Oxide Nanoparticles for Hydrogen Production from Water-Splitting and Catalytic Oxidation of Diesel Exhaust Emissions

In the present work the synthesis of nanostructured redox materials targeted to two different environmental applications, is discussed. The method that was employed for the synthesis of the redox materials was based on an aerosol route (Aerosol Spray Pyrolysis). A base metal oxide was employed for the mapping of the conditions that affect the size of the final product. Transition-metal-doped ferrites and base metal-doped cerium oxide were further synthesized in order to be applied in hydrogen production through solar water splitting and in catalytic soot oxidation respectively.

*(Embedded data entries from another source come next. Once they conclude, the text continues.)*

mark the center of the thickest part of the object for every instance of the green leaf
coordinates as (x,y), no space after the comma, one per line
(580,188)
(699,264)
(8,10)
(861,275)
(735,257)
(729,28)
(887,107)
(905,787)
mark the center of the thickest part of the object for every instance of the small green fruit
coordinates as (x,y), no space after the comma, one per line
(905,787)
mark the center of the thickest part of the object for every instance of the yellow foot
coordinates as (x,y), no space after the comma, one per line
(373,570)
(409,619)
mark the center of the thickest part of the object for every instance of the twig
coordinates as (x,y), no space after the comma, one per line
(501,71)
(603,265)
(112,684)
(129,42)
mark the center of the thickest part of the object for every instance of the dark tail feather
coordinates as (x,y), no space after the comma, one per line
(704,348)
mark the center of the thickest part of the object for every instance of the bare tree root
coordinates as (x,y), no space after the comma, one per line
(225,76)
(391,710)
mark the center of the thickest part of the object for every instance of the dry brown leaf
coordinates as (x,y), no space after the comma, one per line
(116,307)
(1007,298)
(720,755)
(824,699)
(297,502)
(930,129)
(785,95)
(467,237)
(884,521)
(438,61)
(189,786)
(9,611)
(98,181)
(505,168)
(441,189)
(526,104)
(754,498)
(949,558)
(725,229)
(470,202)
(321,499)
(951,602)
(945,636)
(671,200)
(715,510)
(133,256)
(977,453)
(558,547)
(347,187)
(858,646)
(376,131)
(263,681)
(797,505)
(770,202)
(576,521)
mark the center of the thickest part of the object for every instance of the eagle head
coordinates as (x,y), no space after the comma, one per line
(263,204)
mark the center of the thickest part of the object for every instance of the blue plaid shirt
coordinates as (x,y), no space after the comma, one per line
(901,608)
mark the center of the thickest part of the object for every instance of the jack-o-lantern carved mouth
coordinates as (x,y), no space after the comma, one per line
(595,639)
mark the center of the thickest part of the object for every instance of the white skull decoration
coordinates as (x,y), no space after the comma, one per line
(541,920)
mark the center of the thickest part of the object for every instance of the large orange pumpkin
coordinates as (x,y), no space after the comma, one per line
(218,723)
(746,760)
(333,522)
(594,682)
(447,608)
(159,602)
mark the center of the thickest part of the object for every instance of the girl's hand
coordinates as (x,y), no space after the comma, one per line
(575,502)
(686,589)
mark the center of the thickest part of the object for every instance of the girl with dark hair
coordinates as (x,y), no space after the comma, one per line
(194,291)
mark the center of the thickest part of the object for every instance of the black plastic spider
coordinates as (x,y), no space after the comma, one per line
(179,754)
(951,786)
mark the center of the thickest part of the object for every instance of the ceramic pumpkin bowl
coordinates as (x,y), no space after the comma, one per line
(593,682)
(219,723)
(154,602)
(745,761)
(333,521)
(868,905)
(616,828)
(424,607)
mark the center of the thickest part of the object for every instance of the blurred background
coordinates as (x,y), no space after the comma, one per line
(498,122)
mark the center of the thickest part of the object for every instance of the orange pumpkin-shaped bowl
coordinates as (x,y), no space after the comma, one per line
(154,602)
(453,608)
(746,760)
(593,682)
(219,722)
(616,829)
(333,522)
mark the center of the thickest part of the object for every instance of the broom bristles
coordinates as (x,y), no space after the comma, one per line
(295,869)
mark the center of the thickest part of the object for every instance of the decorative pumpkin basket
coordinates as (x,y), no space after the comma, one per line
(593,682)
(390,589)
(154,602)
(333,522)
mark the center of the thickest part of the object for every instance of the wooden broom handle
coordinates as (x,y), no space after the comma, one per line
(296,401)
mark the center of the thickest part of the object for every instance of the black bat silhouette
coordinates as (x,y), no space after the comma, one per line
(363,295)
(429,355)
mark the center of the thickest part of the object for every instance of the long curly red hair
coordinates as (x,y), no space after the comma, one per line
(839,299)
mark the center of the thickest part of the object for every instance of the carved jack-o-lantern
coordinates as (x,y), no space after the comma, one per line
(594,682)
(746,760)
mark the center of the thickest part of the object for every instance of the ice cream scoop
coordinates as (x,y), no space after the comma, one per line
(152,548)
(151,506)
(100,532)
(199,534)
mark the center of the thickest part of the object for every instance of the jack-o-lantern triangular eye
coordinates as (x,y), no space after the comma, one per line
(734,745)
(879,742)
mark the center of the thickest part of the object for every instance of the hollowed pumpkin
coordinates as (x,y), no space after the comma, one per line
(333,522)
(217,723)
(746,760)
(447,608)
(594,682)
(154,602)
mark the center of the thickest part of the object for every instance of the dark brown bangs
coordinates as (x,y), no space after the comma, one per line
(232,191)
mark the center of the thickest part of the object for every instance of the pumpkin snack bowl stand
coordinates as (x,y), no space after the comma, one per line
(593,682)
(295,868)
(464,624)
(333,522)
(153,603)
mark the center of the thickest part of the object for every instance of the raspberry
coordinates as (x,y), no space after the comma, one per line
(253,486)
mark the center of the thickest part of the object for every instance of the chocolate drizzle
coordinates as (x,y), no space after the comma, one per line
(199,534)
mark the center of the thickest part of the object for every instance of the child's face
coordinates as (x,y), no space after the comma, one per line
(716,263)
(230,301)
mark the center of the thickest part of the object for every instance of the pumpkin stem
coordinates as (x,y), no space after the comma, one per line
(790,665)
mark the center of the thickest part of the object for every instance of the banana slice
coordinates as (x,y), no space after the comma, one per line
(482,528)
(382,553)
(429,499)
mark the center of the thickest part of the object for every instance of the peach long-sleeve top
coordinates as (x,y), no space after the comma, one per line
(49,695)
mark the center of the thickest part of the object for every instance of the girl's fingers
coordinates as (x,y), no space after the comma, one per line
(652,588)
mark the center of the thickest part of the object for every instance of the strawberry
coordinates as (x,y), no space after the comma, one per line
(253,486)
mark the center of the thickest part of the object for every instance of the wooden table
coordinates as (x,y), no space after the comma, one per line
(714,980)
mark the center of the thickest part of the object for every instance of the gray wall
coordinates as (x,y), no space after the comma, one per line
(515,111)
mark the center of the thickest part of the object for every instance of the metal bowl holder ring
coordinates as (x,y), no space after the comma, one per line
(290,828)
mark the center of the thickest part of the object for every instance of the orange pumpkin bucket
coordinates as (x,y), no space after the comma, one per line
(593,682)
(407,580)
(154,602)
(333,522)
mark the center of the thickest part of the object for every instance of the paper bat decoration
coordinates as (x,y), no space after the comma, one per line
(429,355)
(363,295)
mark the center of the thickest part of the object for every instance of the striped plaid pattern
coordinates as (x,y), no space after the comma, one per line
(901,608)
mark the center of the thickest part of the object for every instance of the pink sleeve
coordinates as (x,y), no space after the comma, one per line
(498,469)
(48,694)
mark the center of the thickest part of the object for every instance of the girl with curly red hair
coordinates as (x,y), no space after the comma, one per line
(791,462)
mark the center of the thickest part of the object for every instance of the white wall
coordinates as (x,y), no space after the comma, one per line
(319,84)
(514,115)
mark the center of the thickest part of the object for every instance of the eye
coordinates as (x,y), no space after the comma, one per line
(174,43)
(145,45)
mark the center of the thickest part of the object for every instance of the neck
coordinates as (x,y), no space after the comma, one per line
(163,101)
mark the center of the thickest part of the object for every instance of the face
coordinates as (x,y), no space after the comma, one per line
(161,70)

The produced powders were characterized with respect to their phase composition, morphology and particle size by X-ray Diffraction (XRD Siemens D500/501), Scanning Electron Microscopy (SEM JEOL JSM-6300) and Transmission Electron Microscopy (TEM JEOL JEM 2010) analysis, which have confirmed their nanostructured character. Doped ferrites were evaluated, with respect to their hydrogen production activity from water dissociation. Doped cerium oxides were evaluated with respect to their direct soot oxidation activity. Finally, Aerosol Spray Pyrolysis was employed for the synthesis of surface decorated porous oxide particles with high surface area and tailored characteristics that have the potential of multifunctional operations in the area of clean energy.